Las conversaciones de los oficiales nos permitían medir el “estado de ánimo de la dictadura”, a nuestro ingreso alguno de ellos hablaban con soltura de una próxima vuelta al poder de “ellos”, pero no cometiendo nuevamente el error de dejar tantos testigos vivos en los Penales, “la próxima vez tiraremos al estómago” decían oficiales formados leyendo la revista El soldado, de amplia difusión en nuestro ejército, cuyo contenido fascista le parecería excesivo al mismo Goebbels, ministro de propaganda nazi. Donde se llegó a tratar de comunista al papa Juan Pablo II!.
A partir de lo dicho se podría plantear una pregunta: ¿cómo es posible que en medio de ese clima tantos años imperante, fuera tan baja la cantidad de compañeros perdidos para la sociedad, casi vegetales y tan bajo el número de suicidios inducidos? Se basó en la solidaridad irrestricta, el amor por el semejante, unidad férrea en la diversidad y claridad política. Unidad que significó regar y abonar todo lo que unía, y posponer las diferencias pero discutir siempre que se podía. Encarnábamos la frase de Carlos Chasale: “Yo tomo partido hasta cuando se discute la orientación del viento”. En esa unidad monolítica se estrellaron siempre los embates ideológicos y represivos de la dictadura. Se construyeron así vínculos del tipo que años después caracterizara Arturo Pérez Reverte: “No usó la palabra amigos sino camaradas, y entendí lo que pretendía decir. Los amigos son seres entrañables que la vida te depara. Los camaradas, no forzosamente amigos, son quienes han estado contigo allí. Sea donde sea.”
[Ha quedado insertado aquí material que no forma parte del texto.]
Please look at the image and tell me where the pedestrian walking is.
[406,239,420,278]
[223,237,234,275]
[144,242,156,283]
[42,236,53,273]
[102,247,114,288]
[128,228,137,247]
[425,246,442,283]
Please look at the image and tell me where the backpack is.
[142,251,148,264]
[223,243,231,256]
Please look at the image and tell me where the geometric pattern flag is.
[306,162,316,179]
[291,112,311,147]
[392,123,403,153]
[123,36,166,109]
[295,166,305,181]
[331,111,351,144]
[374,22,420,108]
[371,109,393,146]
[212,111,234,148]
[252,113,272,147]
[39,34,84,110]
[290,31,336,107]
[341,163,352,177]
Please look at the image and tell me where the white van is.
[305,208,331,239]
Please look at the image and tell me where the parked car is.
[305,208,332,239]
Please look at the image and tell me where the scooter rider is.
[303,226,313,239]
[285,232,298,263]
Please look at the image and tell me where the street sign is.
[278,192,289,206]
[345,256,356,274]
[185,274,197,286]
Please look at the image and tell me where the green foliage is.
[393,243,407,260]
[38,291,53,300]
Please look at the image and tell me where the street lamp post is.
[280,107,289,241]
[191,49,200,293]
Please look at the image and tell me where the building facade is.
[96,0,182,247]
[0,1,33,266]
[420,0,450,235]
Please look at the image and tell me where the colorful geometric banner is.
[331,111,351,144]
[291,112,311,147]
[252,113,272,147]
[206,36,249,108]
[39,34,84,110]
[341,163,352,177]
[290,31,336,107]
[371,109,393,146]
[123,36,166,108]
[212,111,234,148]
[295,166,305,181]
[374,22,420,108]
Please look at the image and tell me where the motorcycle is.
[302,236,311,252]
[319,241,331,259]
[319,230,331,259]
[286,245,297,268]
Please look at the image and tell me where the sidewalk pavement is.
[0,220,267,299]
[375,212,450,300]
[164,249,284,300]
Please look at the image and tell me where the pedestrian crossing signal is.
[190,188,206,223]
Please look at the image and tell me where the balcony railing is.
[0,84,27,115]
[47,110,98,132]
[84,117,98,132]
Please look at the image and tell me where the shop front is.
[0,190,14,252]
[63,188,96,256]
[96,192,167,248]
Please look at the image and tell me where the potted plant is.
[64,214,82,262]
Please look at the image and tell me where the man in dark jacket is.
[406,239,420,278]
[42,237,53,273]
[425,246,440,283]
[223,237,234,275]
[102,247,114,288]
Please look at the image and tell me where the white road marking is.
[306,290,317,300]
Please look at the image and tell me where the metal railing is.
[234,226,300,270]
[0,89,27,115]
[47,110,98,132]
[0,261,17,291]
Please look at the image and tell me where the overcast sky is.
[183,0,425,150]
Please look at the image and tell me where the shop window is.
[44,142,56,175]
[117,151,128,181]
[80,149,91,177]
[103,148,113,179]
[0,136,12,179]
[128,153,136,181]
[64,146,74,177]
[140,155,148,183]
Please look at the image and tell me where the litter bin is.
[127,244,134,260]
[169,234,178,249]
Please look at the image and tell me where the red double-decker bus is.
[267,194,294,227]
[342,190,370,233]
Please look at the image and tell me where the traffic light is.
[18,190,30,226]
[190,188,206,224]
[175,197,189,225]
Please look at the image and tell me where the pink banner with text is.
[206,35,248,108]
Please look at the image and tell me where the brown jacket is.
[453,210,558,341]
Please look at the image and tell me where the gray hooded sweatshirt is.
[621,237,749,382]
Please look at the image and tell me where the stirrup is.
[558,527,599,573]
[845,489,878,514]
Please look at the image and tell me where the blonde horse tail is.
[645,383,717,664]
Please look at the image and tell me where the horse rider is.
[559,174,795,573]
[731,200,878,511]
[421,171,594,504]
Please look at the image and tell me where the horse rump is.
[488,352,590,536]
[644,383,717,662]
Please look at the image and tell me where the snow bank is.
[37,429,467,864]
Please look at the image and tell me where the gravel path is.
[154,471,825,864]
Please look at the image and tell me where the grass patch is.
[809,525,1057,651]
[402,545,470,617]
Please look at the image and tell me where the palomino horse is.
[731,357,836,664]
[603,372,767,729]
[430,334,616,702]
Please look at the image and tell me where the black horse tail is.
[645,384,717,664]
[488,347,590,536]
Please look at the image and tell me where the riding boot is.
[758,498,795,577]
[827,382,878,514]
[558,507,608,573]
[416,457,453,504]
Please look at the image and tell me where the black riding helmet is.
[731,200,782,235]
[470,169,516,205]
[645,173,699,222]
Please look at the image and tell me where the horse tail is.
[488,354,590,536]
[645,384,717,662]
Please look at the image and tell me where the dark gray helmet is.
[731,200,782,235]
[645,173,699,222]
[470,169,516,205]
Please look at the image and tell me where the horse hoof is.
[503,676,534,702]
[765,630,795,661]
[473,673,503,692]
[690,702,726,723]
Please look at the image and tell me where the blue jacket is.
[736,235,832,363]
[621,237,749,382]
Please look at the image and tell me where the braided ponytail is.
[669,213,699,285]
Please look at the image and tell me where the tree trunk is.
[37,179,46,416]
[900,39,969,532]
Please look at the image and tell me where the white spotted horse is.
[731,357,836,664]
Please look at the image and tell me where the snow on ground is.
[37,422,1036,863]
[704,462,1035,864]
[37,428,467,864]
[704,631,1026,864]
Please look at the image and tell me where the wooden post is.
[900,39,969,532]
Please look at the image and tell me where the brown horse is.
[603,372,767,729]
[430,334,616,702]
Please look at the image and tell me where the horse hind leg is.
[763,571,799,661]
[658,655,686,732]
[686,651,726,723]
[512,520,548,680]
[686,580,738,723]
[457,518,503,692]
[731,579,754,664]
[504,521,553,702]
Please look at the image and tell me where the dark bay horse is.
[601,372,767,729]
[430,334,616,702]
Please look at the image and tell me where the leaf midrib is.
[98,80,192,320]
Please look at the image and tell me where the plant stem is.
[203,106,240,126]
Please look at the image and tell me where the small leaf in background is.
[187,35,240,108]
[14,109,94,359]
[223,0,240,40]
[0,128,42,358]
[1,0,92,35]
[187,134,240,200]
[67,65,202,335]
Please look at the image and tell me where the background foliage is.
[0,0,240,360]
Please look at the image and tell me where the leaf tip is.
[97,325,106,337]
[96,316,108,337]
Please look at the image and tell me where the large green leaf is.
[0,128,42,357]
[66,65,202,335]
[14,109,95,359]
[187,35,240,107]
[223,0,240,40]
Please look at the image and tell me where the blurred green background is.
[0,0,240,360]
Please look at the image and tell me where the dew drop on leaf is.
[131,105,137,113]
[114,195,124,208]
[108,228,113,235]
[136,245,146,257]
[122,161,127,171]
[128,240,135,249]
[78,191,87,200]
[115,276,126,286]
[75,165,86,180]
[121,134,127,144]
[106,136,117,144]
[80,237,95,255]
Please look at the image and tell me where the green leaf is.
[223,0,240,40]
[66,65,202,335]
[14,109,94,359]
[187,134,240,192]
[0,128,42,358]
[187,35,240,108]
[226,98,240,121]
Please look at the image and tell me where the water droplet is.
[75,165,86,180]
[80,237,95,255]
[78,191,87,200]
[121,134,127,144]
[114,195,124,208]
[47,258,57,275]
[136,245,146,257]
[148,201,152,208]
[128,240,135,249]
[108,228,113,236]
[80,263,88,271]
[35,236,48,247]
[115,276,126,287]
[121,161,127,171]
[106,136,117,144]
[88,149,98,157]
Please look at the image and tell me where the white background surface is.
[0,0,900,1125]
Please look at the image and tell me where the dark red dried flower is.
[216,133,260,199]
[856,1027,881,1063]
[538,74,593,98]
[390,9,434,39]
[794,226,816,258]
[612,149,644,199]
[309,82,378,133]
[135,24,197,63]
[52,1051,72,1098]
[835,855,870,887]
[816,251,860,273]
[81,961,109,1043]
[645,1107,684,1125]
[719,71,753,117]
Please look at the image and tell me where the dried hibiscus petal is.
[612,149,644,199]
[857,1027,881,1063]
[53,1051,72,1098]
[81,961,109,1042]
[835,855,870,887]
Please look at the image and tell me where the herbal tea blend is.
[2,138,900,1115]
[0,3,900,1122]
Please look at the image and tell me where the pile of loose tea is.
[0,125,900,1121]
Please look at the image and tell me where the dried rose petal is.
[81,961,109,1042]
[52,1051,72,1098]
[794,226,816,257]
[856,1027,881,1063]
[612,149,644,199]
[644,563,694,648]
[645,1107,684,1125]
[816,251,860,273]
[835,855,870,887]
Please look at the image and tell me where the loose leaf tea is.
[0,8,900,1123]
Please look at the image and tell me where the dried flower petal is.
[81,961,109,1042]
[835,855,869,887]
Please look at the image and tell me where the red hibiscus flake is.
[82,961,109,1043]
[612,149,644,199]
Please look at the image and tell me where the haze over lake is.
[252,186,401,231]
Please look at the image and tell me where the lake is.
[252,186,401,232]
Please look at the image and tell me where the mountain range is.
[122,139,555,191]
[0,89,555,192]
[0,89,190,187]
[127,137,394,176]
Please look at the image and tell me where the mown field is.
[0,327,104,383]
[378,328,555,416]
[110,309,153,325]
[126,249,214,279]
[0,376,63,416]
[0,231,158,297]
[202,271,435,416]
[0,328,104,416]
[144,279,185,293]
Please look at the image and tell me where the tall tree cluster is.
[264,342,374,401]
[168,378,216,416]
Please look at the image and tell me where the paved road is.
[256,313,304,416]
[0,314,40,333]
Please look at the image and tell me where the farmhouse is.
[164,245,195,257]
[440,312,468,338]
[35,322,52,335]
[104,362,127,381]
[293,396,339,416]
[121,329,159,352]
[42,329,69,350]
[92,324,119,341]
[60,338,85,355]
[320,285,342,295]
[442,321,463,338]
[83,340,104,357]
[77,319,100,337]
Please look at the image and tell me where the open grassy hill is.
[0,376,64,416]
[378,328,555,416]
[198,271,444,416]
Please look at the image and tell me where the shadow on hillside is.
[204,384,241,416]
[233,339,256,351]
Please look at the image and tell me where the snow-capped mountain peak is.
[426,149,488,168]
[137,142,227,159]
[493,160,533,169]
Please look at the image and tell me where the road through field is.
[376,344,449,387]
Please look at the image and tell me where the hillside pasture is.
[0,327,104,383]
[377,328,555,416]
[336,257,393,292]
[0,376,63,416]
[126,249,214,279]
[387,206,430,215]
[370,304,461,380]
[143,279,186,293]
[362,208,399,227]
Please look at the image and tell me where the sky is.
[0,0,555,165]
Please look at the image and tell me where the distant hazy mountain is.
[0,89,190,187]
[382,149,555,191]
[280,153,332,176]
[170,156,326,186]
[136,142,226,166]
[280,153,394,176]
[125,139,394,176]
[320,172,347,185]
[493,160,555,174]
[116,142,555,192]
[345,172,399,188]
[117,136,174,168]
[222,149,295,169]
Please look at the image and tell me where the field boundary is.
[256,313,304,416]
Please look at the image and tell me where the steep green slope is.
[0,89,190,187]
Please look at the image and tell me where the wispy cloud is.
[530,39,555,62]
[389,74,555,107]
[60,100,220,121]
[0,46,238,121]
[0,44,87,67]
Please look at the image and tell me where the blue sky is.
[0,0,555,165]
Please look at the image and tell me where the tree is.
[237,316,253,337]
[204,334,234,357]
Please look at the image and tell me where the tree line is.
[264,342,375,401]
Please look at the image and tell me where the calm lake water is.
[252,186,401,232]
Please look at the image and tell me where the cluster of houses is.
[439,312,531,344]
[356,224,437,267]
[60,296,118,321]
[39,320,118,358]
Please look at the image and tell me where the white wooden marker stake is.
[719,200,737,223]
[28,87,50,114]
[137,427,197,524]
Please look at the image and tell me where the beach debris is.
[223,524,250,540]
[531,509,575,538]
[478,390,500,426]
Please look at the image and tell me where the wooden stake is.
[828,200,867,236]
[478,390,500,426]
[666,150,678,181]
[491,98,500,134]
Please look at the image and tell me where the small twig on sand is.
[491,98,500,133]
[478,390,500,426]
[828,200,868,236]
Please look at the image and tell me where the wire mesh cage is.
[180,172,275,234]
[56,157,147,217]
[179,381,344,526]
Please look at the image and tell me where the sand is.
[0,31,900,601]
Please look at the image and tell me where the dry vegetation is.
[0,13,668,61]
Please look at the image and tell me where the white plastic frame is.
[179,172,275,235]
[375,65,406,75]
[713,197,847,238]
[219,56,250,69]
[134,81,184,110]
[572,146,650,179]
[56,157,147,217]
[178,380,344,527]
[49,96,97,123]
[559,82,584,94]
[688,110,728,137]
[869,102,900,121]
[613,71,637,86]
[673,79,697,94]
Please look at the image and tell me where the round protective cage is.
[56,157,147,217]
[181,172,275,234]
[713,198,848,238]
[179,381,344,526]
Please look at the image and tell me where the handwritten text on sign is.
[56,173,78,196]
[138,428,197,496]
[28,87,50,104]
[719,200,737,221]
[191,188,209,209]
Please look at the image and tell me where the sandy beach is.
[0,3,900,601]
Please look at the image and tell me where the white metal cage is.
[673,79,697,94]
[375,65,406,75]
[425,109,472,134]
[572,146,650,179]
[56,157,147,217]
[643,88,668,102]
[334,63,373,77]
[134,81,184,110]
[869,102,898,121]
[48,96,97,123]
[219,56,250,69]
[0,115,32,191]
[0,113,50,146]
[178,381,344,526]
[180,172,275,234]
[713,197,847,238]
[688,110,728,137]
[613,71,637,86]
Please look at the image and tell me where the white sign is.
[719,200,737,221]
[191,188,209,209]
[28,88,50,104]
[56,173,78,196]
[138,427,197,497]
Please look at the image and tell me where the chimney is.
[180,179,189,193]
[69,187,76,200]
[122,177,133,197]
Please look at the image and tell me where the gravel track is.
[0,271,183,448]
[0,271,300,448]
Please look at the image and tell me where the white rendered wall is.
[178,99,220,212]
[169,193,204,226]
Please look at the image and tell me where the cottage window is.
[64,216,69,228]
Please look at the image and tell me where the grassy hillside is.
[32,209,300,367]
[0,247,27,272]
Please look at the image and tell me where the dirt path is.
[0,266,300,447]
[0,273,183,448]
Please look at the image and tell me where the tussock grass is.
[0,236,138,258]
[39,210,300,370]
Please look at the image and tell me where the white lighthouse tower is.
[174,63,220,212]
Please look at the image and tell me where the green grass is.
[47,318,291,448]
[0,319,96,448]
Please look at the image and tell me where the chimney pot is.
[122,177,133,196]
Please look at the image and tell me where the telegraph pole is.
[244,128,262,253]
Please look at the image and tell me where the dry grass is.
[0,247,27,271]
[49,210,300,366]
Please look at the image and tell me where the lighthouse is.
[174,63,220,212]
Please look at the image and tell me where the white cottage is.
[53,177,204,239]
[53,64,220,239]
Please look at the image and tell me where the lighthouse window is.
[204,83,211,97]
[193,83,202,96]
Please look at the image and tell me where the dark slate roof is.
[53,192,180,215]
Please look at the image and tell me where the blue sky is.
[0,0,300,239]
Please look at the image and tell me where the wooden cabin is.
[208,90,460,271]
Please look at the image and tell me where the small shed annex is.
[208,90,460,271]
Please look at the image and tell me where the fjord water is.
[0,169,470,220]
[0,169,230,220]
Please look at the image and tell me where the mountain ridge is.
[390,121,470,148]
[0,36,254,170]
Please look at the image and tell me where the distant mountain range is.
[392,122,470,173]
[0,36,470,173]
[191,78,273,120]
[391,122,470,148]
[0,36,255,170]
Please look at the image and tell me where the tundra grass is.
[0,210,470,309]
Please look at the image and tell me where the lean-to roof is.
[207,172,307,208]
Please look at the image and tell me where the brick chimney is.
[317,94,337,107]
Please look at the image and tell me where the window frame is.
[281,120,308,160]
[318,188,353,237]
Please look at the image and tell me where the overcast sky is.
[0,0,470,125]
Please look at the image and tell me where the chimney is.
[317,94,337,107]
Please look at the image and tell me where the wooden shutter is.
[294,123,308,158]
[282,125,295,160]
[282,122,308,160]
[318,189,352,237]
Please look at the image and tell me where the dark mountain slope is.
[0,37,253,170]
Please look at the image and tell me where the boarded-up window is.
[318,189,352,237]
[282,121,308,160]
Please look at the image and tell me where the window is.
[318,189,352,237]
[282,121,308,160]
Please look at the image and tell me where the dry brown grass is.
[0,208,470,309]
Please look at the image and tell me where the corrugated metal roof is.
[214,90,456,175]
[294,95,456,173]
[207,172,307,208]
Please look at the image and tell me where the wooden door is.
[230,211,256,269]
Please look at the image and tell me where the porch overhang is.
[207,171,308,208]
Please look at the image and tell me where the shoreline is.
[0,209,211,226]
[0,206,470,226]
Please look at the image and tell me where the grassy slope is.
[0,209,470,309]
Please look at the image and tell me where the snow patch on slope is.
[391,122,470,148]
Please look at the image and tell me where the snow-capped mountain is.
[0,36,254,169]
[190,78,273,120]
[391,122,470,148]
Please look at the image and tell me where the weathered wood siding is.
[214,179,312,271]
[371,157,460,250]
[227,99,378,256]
Dejar el tema acá, hablando sólo de las condiciones que imponía la represión sería haber pasado en vano esa experiencia. Falta lo principal, la vida... Los presos sabían trabajar y no temían el trabajo, que eran educados y que seguían educándose, que pintaban, repujaban, trabajaban maderas, eran alegres y se reían mucho. Los presos eran optimistas, con el optimismo del que sabía que la historia le daría la razón, que sus enemigos eran intrínsecamente débiles y que el pueblo era fuerte, de que la victoria estaba cerca y habría justicia pero sin revancha. En el Penal se festejaban los cumpleaños, los aniversarios, fin de año; se cantaba, se hacía música, se encaraban en forma madura las relaciones humanas y se crecía como seres humanos.
Los primeros minutos de libertad los viví en medio del calor de los abrazos de muchos de mis compañeros de trabajo y de la Facultad de Ingeniería, en torno al ómnibus de la cooperativa de transporte de pasajeros donde trabajo, encarnando una consigna tan querida por todos: “Obreros y Estudiantes Unidos y Adelante”!